Be mindful of the house rules. Every label has their own way of doing things, their own “style sheet.” My job and those of the folks at the label will be a lot easier if I keep their rules in mind.
Gather information. If you hate researching, you’ll hate writing liner notes. You may spend hours searching for one particular nugget or days reading a book that will only yield one sentence…if you’re lucky.
First, I cull through every available online outlet to find information. If there are books on the composer/director/stars, they’re all feasible candidates for information. Google Books often saves me a trip to the library.
Ah, the library. I’m thankful to live within walking distance of the Performing Arts Library at Lincoln Center. Their resources are massive and they have incredible primary source material from newspapers, magazines, etc. Occasionally, I’ll receive additional research material from the label, but it is up to me to find the bulk of the material.

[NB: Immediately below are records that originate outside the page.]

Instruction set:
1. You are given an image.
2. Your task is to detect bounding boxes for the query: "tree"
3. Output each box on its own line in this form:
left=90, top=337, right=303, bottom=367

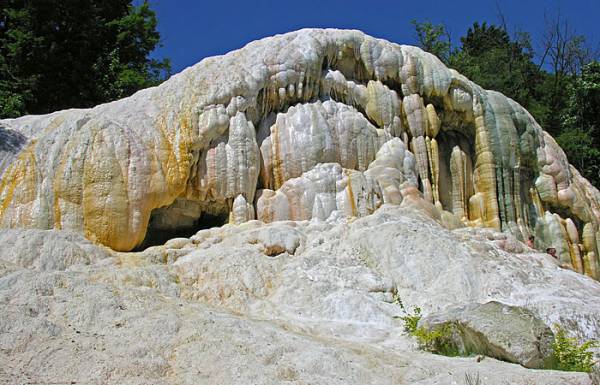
left=411, top=20, right=452, bottom=64
left=450, top=23, right=541, bottom=114
left=0, top=0, right=170, bottom=117
left=538, top=13, right=596, bottom=135
left=556, top=61, right=600, bottom=186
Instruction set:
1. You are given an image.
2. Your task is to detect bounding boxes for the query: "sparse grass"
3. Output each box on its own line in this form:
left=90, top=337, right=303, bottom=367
left=548, top=324, right=600, bottom=373
left=465, top=372, right=481, bottom=385
left=400, top=306, right=460, bottom=357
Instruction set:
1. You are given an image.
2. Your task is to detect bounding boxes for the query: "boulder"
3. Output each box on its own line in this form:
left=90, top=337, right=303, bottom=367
left=419, top=301, right=554, bottom=369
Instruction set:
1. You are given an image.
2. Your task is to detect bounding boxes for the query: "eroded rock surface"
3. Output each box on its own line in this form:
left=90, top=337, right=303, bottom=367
left=419, top=301, right=554, bottom=368
left=0, top=204, right=600, bottom=385
left=0, top=29, right=600, bottom=279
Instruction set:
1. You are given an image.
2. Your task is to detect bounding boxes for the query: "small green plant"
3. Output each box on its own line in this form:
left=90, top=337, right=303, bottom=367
left=465, top=372, right=481, bottom=385
left=400, top=306, right=421, bottom=336
left=551, top=325, right=600, bottom=373
left=400, top=306, right=460, bottom=356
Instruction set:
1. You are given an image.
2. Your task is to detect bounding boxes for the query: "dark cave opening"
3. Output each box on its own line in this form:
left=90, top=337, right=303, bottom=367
left=132, top=213, right=229, bottom=251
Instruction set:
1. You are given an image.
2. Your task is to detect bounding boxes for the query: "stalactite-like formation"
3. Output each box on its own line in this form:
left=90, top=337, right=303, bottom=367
left=0, top=29, right=600, bottom=279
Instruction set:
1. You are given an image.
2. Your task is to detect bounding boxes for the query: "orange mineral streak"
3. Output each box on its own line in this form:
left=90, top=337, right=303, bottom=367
left=0, top=143, right=38, bottom=227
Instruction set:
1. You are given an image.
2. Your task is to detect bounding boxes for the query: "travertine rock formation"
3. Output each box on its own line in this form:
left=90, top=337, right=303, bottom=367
left=0, top=29, right=600, bottom=279
left=0, top=206, right=600, bottom=385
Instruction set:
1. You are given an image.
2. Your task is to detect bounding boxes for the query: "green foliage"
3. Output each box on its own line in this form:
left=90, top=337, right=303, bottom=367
left=0, top=0, right=170, bottom=117
left=412, top=19, right=600, bottom=187
left=411, top=20, right=451, bottom=64
left=413, top=323, right=460, bottom=357
left=400, top=306, right=460, bottom=357
left=450, top=23, right=542, bottom=114
left=400, top=306, right=421, bottom=335
left=556, top=61, right=600, bottom=186
left=551, top=325, right=600, bottom=373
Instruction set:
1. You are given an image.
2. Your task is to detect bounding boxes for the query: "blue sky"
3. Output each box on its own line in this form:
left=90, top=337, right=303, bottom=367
left=145, top=0, right=600, bottom=73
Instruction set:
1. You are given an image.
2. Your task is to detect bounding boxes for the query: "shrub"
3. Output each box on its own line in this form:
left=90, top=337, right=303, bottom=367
left=551, top=325, right=600, bottom=373
left=400, top=306, right=460, bottom=356
left=400, top=306, right=421, bottom=335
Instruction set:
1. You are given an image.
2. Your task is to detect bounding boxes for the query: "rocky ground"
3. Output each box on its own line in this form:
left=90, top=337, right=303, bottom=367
left=0, top=205, right=600, bottom=385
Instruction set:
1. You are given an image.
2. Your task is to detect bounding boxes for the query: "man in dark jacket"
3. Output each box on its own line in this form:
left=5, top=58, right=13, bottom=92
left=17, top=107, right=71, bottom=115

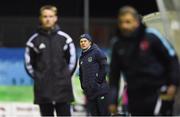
left=109, top=6, right=180, bottom=115
left=79, top=34, right=109, bottom=116
left=25, top=5, right=76, bottom=116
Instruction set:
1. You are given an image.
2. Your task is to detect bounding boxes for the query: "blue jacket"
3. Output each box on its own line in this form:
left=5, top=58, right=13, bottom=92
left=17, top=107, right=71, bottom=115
left=79, top=44, right=109, bottom=99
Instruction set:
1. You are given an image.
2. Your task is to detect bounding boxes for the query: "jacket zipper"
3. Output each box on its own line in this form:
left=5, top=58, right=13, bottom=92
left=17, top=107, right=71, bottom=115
left=49, top=34, right=56, bottom=104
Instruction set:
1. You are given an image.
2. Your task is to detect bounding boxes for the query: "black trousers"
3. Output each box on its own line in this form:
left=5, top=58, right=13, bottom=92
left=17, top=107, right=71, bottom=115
left=39, top=103, right=71, bottom=116
left=87, top=95, right=110, bottom=116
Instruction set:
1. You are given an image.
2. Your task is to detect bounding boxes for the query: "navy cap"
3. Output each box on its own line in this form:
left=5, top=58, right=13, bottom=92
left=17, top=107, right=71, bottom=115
left=80, top=33, right=93, bottom=42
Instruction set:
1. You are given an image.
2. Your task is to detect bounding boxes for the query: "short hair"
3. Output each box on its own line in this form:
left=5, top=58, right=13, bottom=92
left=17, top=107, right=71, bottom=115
left=118, top=6, right=141, bottom=20
left=40, top=5, right=58, bottom=15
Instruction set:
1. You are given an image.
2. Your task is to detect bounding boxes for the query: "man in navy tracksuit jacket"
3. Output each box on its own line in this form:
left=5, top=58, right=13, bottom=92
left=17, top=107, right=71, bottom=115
left=79, top=34, right=109, bottom=116
left=110, top=7, right=180, bottom=116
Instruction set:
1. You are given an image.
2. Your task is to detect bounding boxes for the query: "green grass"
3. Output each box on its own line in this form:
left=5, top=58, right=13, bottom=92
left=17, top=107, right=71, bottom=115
left=0, top=77, right=83, bottom=103
left=0, top=86, right=33, bottom=102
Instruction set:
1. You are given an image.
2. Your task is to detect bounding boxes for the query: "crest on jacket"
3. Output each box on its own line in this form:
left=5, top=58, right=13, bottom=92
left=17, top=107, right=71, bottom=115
left=88, top=57, right=92, bottom=63
left=140, top=39, right=149, bottom=51
left=39, top=43, right=46, bottom=49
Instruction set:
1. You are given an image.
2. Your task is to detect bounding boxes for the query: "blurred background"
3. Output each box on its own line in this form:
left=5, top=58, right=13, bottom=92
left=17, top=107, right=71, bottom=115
left=0, top=0, right=180, bottom=117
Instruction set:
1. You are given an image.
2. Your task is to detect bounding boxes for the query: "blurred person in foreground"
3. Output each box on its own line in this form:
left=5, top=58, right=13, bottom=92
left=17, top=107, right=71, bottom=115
left=109, top=6, right=180, bottom=116
left=25, top=5, right=76, bottom=116
left=79, top=34, right=110, bottom=116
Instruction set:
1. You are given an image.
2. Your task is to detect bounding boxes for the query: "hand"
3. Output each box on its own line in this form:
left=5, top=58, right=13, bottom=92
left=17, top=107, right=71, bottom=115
left=109, top=104, right=117, bottom=114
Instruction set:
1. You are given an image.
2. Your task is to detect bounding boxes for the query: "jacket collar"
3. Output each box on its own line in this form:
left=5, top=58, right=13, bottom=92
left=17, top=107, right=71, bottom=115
left=82, top=43, right=98, bottom=56
left=37, top=25, right=60, bottom=35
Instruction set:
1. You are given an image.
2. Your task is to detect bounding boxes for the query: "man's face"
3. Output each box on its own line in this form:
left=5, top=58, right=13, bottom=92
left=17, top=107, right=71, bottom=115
left=118, top=13, right=139, bottom=37
left=40, top=9, right=57, bottom=29
left=80, top=38, right=91, bottom=50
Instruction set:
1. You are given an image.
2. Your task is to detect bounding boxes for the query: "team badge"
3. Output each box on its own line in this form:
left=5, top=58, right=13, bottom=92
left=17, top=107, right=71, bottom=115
left=39, top=43, right=46, bottom=49
left=88, top=57, right=92, bottom=63
left=140, top=40, right=149, bottom=51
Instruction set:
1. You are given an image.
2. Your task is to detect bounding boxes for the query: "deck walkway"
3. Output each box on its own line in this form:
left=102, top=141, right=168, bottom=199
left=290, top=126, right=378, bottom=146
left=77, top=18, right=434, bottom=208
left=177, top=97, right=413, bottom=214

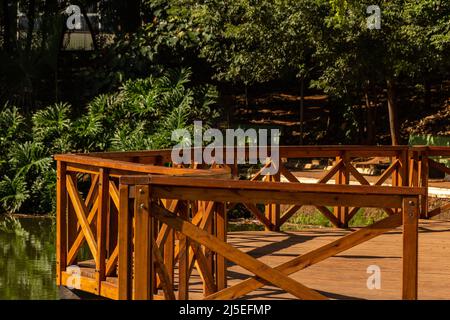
left=72, top=220, right=450, bottom=300
left=223, top=220, right=450, bottom=299
left=181, top=220, right=450, bottom=300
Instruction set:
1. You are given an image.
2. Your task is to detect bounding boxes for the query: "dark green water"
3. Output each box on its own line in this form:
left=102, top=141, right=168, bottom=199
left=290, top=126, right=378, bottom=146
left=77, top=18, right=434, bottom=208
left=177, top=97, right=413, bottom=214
left=0, top=217, right=58, bottom=300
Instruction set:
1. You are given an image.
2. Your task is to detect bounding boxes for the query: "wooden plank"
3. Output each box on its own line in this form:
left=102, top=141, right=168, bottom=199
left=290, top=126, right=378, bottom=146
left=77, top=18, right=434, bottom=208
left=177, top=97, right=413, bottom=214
left=120, top=175, right=426, bottom=196
left=243, top=203, right=272, bottom=230
left=315, top=206, right=341, bottom=228
left=374, top=159, right=400, bottom=186
left=151, top=204, right=326, bottom=300
left=66, top=175, right=98, bottom=262
left=280, top=164, right=300, bottom=183
left=346, top=162, right=370, bottom=186
left=177, top=201, right=190, bottom=300
left=420, top=152, right=430, bottom=218
left=56, top=161, right=67, bottom=285
left=117, top=185, right=133, bottom=300
left=105, top=246, right=119, bottom=277
left=109, top=181, right=119, bottom=208
left=205, top=214, right=402, bottom=300
left=152, top=239, right=176, bottom=300
left=317, top=159, right=344, bottom=184
left=280, top=205, right=302, bottom=226
left=67, top=172, right=78, bottom=265
left=215, top=202, right=228, bottom=290
left=67, top=197, right=99, bottom=265
left=428, top=158, right=450, bottom=174
left=153, top=183, right=408, bottom=208
left=402, top=198, right=419, bottom=300
left=189, top=241, right=217, bottom=295
left=134, top=185, right=153, bottom=300
left=95, top=168, right=110, bottom=292
left=427, top=203, right=450, bottom=218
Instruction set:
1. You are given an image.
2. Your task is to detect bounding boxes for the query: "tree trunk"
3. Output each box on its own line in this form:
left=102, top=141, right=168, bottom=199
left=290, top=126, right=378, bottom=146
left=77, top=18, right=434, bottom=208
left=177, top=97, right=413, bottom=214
left=386, top=79, right=398, bottom=146
left=25, top=0, right=36, bottom=57
left=424, top=79, right=431, bottom=109
left=364, top=82, right=376, bottom=145
left=300, top=76, right=305, bottom=144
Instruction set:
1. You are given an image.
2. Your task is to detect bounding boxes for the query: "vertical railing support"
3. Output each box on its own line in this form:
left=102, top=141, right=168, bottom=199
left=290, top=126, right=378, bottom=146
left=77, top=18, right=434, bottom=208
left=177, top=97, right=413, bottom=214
left=178, top=201, right=190, bottom=300
left=216, top=202, right=228, bottom=290
left=420, top=151, right=430, bottom=219
left=95, top=168, right=109, bottom=294
left=402, top=197, right=419, bottom=300
left=56, top=161, right=67, bottom=285
left=117, top=184, right=133, bottom=300
left=134, top=185, right=154, bottom=300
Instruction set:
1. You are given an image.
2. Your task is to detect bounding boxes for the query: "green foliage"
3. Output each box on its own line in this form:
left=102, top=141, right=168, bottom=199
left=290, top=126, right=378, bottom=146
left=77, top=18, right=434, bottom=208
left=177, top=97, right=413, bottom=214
left=0, top=69, right=219, bottom=213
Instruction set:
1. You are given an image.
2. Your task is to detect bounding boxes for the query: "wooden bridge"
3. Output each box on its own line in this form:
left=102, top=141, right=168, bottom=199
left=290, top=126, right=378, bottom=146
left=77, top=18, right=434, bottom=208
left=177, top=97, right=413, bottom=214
left=55, top=146, right=450, bottom=299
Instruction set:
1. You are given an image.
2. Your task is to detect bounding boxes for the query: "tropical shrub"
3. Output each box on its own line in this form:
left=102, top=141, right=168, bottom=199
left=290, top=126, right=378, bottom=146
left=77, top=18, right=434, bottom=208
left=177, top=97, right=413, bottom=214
left=0, top=69, right=219, bottom=213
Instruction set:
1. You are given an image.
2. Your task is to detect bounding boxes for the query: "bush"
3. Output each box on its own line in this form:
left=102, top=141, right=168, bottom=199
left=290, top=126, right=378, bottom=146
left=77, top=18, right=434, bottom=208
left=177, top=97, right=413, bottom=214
left=0, top=69, right=219, bottom=213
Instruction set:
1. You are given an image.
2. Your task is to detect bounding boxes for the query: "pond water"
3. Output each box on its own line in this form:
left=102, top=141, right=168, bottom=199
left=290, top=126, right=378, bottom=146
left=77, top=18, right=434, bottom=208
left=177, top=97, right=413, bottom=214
left=0, top=217, right=58, bottom=300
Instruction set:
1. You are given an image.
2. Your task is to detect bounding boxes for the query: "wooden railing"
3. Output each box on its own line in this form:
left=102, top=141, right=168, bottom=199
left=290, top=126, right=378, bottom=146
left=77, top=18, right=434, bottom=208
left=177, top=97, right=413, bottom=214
left=55, top=146, right=450, bottom=299
left=118, top=176, right=425, bottom=299
left=232, top=146, right=408, bottom=231
left=408, top=146, right=450, bottom=219
left=54, top=150, right=230, bottom=295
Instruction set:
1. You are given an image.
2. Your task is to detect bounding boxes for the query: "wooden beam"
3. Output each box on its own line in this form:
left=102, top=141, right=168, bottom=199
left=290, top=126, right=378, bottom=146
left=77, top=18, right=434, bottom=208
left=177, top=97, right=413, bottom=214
left=56, top=161, right=67, bottom=285
left=66, top=175, right=98, bottom=262
left=95, top=168, right=110, bottom=292
left=402, top=198, right=419, bottom=300
left=134, top=185, right=153, bottom=300
left=151, top=204, right=326, bottom=300
left=117, top=185, right=133, bottom=300
left=205, top=214, right=402, bottom=300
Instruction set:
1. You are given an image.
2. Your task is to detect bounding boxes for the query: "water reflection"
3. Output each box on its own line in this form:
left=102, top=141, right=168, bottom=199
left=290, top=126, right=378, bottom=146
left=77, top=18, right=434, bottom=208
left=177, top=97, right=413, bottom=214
left=0, top=217, right=58, bottom=300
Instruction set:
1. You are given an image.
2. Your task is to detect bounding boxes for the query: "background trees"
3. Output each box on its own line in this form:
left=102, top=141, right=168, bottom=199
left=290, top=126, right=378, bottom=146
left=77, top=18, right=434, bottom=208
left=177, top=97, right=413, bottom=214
left=0, top=0, right=450, bottom=211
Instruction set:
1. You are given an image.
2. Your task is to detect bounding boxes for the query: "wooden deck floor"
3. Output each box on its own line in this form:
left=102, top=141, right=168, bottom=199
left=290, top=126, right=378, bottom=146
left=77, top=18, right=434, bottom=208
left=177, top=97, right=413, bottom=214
left=68, top=220, right=450, bottom=300
left=220, top=220, right=450, bottom=299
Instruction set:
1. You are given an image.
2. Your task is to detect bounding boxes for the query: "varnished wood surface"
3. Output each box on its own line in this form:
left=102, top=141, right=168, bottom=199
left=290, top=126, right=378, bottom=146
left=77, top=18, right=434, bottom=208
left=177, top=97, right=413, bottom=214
left=66, top=220, right=450, bottom=300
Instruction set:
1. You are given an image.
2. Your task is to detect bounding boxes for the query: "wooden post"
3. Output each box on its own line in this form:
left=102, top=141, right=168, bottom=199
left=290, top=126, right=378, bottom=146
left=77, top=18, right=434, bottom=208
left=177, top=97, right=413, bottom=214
left=420, top=151, right=430, bottom=219
left=95, top=168, right=109, bottom=294
left=118, top=185, right=132, bottom=300
left=334, top=151, right=350, bottom=228
left=67, top=172, right=78, bottom=264
left=216, top=202, right=228, bottom=291
left=271, top=170, right=281, bottom=231
left=178, top=201, right=190, bottom=300
left=56, top=161, right=67, bottom=285
left=402, top=197, right=419, bottom=300
left=134, top=185, right=153, bottom=300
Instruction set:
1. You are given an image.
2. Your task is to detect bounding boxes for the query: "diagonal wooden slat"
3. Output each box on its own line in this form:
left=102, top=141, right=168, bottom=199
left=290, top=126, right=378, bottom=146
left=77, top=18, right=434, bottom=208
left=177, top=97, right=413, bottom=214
left=243, top=203, right=273, bottom=229
left=205, top=214, right=402, bottom=300
left=317, top=159, right=344, bottom=183
left=250, top=161, right=271, bottom=181
left=105, top=246, right=119, bottom=277
left=428, top=158, right=450, bottom=174
left=280, top=204, right=302, bottom=225
left=150, top=204, right=326, bottom=300
left=152, top=239, right=176, bottom=300
left=189, top=243, right=217, bottom=295
left=315, top=206, right=340, bottom=227
left=67, top=198, right=98, bottom=265
left=66, top=175, right=97, bottom=262
left=280, top=164, right=300, bottom=183
left=374, top=159, right=400, bottom=186
left=345, top=160, right=398, bottom=221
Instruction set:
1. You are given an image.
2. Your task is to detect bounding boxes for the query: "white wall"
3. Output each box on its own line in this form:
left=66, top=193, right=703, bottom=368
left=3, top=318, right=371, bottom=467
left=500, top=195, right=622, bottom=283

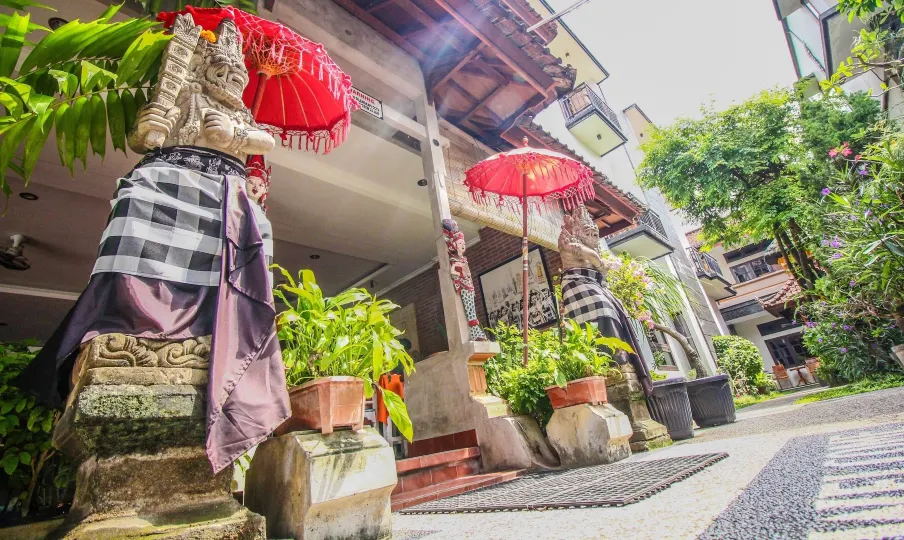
left=733, top=311, right=803, bottom=373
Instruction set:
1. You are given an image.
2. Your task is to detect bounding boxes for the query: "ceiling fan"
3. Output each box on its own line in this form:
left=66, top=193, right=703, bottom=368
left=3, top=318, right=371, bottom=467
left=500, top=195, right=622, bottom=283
left=0, top=234, right=31, bottom=270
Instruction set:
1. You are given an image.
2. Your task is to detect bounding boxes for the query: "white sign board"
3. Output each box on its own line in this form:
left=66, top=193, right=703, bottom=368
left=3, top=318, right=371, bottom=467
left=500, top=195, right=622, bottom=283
left=352, top=86, right=383, bottom=120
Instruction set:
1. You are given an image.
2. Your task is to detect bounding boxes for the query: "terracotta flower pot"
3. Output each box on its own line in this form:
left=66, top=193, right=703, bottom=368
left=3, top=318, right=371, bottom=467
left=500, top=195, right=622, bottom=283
left=276, top=377, right=364, bottom=435
left=546, top=377, right=606, bottom=409
left=891, top=345, right=904, bottom=369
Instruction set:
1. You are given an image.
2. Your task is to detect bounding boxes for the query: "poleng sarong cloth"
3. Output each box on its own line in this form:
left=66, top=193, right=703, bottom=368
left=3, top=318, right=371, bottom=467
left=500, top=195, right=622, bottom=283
left=562, top=268, right=653, bottom=396
left=17, top=147, right=289, bottom=472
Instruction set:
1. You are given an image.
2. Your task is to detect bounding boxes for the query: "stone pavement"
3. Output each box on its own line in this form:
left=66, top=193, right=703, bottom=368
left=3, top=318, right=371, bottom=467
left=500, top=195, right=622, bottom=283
left=393, top=388, right=904, bottom=540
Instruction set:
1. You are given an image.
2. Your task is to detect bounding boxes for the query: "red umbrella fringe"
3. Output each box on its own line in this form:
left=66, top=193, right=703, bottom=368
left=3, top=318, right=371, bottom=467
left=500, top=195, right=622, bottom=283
left=263, top=111, right=352, bottom=155
left=470, top=182, right=595, bottom=214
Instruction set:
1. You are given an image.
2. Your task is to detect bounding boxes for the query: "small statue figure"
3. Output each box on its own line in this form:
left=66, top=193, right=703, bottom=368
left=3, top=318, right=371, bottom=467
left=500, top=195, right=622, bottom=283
left=443, top=219, right=487, bottom=341
left=245, top=155, right=271, bottom=211
left=559, top=205, right=653, bottom=396
left=18, top=14, right=290, bottom=473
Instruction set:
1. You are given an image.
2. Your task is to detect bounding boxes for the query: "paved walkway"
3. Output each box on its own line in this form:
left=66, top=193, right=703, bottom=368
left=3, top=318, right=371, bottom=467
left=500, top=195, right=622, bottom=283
left=393, top=388, right=904, bottom=540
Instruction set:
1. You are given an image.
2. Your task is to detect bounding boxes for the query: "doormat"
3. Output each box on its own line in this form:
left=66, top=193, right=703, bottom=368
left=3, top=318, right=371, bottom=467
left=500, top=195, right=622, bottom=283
left=401, top=453, right=728, bottom=514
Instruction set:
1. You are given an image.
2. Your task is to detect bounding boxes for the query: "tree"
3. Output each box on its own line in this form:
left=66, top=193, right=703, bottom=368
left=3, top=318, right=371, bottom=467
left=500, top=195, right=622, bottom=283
left=0, top=0, right=254, bottom=197
left=606, top=253, right=709, bottom=375
left=639, top=90, right=880, bottom=290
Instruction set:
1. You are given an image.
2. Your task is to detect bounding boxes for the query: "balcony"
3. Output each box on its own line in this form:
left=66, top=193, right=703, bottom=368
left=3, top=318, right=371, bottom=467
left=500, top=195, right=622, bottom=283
left=559, top=83, right=628, bottom=156
left=687, top=248, right=737, bottom=300
left=606, top=211, right=675, bottom=259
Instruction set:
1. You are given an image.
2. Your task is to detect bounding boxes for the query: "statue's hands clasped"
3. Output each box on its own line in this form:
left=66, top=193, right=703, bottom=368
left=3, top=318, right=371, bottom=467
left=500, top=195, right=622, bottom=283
left=129, top=103, right=182, bottom=153
left=204, top=109, right=248, bottom=151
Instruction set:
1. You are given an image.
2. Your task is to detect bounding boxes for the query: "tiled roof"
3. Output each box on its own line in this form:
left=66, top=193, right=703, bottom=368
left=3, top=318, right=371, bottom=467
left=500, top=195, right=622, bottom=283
left=471, top=0, right=577, bottom=95
left=515, top=114, right=647, bottom=214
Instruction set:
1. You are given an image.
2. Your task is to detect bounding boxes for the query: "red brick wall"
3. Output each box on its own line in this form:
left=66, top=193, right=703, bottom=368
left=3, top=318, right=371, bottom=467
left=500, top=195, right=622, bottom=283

Next I read through the copies I’ve made of every online source, newspaper/magazine article, book, etc., highlighting the sections I might need along the way. I tend to over-highlight so that I have far more material than I need. I then type all that information and all of these quotes verbatim into a Word document, listing the source, the writer, and the page number. I do this so that if there any questions from outside sources during the editing phase, I can easily pull up the document and do a search of the information to confirm the answer rather than searching through stacks of paper.
Now comes the painful first draft. I copy and paste nearly every quote and piece of information I have into sections, usually the history of the film, critical response, then a discussion of the score. That’s a general guideline so that I can place things where they need to be. Sometimes there are more sections, and occasionally the order will switch around.
Like all first drafts, you have to give yourself permission to suck. And, believe me, my first drafts are putrid pieces of pompous prose (usually full of annoying alliterations) that tend to be painfully long. Seldom do I have a first draft below 15,000-20,000 words. That then has to be edited down to roughly 1,500-5,000, depending on the label and the project. Most of my liner notes go through six full drafts and numerous mini-drafts with minor changes. That’s a lot of paper, toner, and editing.
It would be one thing to submit my final draft to the label and have that be the last stop for editing. But the notes also have to be approved by the studio, just like every piece of artwork and all the language and credits included on the album, and that sometimes means more editing. It’s a long process, but it all eventually gets done. And inevitably my notes are far better after some outside editing.
I’ve been given anywhere from two weeks to two months to write a set of liner notes. While two weeks is pretty stressful, mainly because of the research time involved, I get it done. If anything, the shorter time period lights a fire under my butt. We writers would NEVER get anything done without deadlines.
From that point, other than final editing, the process is out of my hands. In some cases, the score has been in the works for years. I’ve had projects I’ve worked on released within a couple of months, others have taken over a year.
Writing liner notes will not make you rich. It probably won’t pay your mortgage or rent either. It’s a lot of work for minimal or no pay. But if you enjoy researching and learning about film music, liner notes are a wonderful way to immerse yourself in a score. And I certainly have a newfound appreciation for the time and effort that goes into releasing just one of these CDs, not to mention doing so on a consistent basis.
By the time that CD arrives, I’ve had more than my fill of the music through the many weeks of researching, writing and editing. But the tactile sensation of that product and seeing my name on there makes it all worth it. Selfish and egotistical? Maybe. Priceless? You bet!